Monday planning: 'Fix production bug' → Do First, 'Write Q2 strategy doc' → Schedule, 'Reply to vendor email' → Delegate, 'Reorganize bookmarks' → Eliminate.

FAQ

What is the real difference between urgent and important?
Urgent tasks demand immediate attention: a customer-down ticket, a deadline today. Important tasks contribute to long-term goals: a strategy doc, learning a new skill. The trap is letting urgent-but-unimportant work crowd out important-but-not-urgent work that actually moves you forward.
Should every task fit into one of the four quadrants?
Almost always yes. If a task is neither urgent nor important, it belongs in Eliminate or off the list entirely. If everything looks urgent and important, you have too many competing top priorities and need to step back and rank them again with fresh eyes.
What goes in Delegate when I work alone and have no one to delegate to?
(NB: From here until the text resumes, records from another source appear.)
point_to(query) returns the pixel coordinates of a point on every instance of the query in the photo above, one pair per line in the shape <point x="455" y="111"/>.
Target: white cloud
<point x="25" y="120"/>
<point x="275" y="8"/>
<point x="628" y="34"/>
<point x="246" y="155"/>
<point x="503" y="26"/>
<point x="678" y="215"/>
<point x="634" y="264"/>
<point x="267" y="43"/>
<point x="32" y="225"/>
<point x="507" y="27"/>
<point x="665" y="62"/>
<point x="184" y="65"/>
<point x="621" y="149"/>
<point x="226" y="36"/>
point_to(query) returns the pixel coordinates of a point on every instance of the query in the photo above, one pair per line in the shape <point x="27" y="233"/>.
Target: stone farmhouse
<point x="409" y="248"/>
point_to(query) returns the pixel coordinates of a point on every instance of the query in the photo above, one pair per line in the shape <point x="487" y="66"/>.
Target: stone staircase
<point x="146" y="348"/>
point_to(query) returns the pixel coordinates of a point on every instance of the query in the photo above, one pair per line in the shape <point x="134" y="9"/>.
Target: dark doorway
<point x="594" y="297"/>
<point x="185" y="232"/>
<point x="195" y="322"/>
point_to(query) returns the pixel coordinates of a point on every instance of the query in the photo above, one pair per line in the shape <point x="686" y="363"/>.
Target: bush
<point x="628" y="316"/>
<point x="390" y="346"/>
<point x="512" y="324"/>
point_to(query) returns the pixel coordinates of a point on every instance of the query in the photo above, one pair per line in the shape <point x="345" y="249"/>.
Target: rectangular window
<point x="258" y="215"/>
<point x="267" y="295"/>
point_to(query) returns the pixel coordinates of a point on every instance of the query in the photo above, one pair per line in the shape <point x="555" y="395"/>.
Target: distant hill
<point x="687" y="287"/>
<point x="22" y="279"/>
Use it for batch-or-automate tasks: things that feel urgent but aren't important to you personally. Common examples include email replies (handle in one window per day), expense reports, and admin paperwork. The point is to spend less deep-focus time on them.
How is this different from a regular to-do list?
A to-do list shows what's left; the matrix shows what to do first. The forcing function of placing each task on the urgency-importance grid surfaces the gap between busywork and high-leverage work, which a flat list hides.
Does the PNG export include uncategorised tasks?
No. The export captures only the four-quadrant grid exactly as it appears, including every task currently placed. Tasks still in the inbox waiting to be sorted aren't drawn into the image, so make sure to triage everything before exporting.